The above conditions to be satisfied by the through-holes and the like formed in the partition wall portion are as follows. Through these holes, the gas in the plasma generation space becomes a mass transfer flow, and the material gas is diffused.
When it is assumed that they move to the opposite sides, the setting is made such that the amount of movement due to diffusion is limited.

In the above CVD apparatus, preferably,
The partition wall is provided with at least a two-layer diffusion structure for uniformly diffusing the material gas in its internal space.

In the above-described CVD apparatus, in the configuration in which plasma is generated using an oxygen gas and a film is deposited on the surface of the substrate using a material gas such as silane, the inner space of a vacuum vessel as a processing chamber is partitioned. In this case, the space is separated into a space for generating plasma and a film formation processing space, and a processing surface of a substrate disposed in the film formation processing space is not exposed to the plasma. In addition, since the material gas is isolated by the partition, the material gas introduced into the film formation processing space is sufficiently restricted from moving toward the plasma generation space.
Actually, since a plurality of through holes are formed in the partition wall,
The plasma generation space and the film formation processing space on both sides of the partition wall are connected through a through-hole. However, since the size of the through-hole is formed so as to satisfy the above-described conditions, the space was introduced into the film formation processing space. The material gas is prevented from back-diffusing to the plasma generation space side.

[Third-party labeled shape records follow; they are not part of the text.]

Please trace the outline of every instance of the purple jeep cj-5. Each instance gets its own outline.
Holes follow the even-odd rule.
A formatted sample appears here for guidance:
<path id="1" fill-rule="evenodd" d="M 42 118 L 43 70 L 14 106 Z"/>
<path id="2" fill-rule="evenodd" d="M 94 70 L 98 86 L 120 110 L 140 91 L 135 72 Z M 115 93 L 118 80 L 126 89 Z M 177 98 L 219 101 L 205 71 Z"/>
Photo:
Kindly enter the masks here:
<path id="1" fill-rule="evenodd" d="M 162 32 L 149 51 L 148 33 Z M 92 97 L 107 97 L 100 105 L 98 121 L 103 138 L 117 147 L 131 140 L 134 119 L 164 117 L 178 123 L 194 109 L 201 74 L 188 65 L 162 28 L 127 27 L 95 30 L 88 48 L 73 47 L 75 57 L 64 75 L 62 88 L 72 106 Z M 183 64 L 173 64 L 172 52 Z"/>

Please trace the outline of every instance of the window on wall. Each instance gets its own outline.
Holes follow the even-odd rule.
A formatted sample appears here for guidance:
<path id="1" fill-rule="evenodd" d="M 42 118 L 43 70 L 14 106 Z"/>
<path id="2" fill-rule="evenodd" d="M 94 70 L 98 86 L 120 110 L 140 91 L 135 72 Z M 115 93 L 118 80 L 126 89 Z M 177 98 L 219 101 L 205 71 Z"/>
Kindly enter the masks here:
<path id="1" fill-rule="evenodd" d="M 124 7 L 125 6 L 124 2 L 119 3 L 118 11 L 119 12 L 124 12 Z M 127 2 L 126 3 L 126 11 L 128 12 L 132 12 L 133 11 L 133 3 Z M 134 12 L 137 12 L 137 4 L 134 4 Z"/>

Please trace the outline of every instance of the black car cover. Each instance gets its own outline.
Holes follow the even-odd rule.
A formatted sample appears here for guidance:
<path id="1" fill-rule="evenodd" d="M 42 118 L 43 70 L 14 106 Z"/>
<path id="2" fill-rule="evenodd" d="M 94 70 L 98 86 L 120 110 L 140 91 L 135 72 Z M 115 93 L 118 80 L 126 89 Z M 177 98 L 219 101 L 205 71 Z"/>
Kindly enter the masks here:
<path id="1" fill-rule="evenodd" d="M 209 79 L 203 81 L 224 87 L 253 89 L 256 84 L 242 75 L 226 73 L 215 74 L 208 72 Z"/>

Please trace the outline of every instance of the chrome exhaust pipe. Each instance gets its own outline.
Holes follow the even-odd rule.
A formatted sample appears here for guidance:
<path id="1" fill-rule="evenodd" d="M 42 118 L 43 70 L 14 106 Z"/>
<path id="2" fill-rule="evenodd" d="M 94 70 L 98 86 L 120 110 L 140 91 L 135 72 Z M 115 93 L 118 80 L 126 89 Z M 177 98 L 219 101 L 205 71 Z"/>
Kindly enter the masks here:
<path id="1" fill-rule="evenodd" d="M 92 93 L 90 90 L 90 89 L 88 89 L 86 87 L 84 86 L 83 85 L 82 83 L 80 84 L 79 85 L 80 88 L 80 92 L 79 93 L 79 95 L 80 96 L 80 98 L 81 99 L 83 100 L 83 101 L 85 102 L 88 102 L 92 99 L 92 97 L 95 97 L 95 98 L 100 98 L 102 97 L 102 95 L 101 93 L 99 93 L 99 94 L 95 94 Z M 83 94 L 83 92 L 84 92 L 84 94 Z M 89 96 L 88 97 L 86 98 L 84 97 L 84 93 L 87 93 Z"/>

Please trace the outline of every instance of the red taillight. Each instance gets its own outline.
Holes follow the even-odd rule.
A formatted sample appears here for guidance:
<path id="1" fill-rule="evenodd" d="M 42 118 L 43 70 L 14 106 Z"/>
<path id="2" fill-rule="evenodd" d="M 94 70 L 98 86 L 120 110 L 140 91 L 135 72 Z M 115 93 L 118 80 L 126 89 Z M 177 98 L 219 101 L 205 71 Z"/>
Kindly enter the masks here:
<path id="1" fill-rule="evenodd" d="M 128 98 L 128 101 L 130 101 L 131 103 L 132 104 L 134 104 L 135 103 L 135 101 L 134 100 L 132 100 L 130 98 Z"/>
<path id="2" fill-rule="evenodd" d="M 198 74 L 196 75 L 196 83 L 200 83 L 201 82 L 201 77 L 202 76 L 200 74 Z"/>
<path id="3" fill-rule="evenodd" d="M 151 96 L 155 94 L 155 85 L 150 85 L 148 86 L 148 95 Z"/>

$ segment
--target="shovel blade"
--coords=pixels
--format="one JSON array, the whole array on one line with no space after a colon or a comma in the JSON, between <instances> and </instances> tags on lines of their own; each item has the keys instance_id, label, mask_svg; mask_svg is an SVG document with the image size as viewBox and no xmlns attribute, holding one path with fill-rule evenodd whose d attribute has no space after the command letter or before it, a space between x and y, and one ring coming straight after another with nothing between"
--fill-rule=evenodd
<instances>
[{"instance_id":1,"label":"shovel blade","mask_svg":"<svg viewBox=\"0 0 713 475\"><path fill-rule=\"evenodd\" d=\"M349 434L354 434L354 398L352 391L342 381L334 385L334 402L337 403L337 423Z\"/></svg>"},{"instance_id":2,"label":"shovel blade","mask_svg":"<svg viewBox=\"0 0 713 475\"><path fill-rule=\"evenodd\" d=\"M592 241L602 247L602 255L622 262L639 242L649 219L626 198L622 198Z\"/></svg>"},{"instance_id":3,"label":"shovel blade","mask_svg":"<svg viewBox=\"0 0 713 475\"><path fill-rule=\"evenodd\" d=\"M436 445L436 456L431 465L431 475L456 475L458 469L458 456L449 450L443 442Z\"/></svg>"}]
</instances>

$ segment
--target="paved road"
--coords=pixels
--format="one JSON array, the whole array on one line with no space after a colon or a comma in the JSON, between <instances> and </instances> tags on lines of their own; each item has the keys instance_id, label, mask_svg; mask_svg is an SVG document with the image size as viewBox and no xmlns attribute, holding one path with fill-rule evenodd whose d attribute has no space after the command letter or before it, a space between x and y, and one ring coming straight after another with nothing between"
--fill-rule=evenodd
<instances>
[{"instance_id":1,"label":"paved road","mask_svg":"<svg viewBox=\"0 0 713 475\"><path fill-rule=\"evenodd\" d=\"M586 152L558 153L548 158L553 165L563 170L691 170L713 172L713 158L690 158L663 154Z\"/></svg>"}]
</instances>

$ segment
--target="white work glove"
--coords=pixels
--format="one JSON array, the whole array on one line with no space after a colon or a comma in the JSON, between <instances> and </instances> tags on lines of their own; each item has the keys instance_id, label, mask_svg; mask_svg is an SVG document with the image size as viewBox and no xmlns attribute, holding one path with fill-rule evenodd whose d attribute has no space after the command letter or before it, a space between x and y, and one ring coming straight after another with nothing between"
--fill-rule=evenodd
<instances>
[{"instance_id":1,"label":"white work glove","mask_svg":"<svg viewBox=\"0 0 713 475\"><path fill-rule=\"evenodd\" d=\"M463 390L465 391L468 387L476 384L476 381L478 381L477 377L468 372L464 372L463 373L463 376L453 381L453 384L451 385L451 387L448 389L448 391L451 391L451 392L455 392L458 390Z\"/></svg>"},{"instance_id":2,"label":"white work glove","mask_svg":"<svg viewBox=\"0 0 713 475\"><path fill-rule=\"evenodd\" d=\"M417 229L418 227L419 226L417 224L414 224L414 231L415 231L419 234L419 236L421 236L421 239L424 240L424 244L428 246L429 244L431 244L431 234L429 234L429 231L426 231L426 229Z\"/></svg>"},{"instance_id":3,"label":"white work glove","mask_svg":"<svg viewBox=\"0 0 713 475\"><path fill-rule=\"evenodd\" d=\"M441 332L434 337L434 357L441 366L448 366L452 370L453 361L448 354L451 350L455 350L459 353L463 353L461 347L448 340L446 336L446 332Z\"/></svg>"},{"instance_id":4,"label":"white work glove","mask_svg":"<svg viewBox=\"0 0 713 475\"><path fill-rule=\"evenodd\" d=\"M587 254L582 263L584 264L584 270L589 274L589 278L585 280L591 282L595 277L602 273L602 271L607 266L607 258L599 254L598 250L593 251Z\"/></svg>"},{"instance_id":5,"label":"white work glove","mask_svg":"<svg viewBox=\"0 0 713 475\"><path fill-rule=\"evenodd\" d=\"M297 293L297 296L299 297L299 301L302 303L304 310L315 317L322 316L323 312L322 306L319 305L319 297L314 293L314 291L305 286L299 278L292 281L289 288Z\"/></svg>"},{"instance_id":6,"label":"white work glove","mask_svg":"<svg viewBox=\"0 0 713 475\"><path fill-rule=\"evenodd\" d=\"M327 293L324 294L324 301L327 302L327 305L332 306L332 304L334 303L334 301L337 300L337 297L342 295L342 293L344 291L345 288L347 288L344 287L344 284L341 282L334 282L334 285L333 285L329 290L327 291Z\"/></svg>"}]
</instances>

In the formation of a substrate, plasma is generated with oxygen gas in a plasma generation space, and radicals (active species of oxygen gas) generated by the plasma and silane or the like, which is a material gas, are generated.
The film is guided to a film formation processing space in which the substrate is arranged, and a film is formed on the surface of the substrate by the action of CVD. An example of the film is a silicon oxide film formed as a gate insulating film at a low temperature in the production of a liquid crystal display using a low-temperature polysilicon type TFT. By providing a partition having a plurality of through-holes and diffusion holes, the internal space of the vacuum vessel is separated into a plasma generation space and a film formation processing space, and utilizing the internal space formed in the partition and the diffusion holes. Silane and the like are introduced directly into the film formation processing space in front of the substrate, avoiding the region where plasma is generated, and radicals generated in the plasma generation space are formed through the above-described through holes formed in the partition wall. Introduced into space. Further, by setting the size of the through hole so as to satisfy the above specific condition, it is possible to prevent the material gas such as silane from diffusing to the plasma generation space side as much as possible, and to prevent the silane etc. from coming into contact with the plasma. I'm preventing. Thus, it is possible to prevent the silane or the like from being directly mixed with the plasma, and to solve the conventional problem.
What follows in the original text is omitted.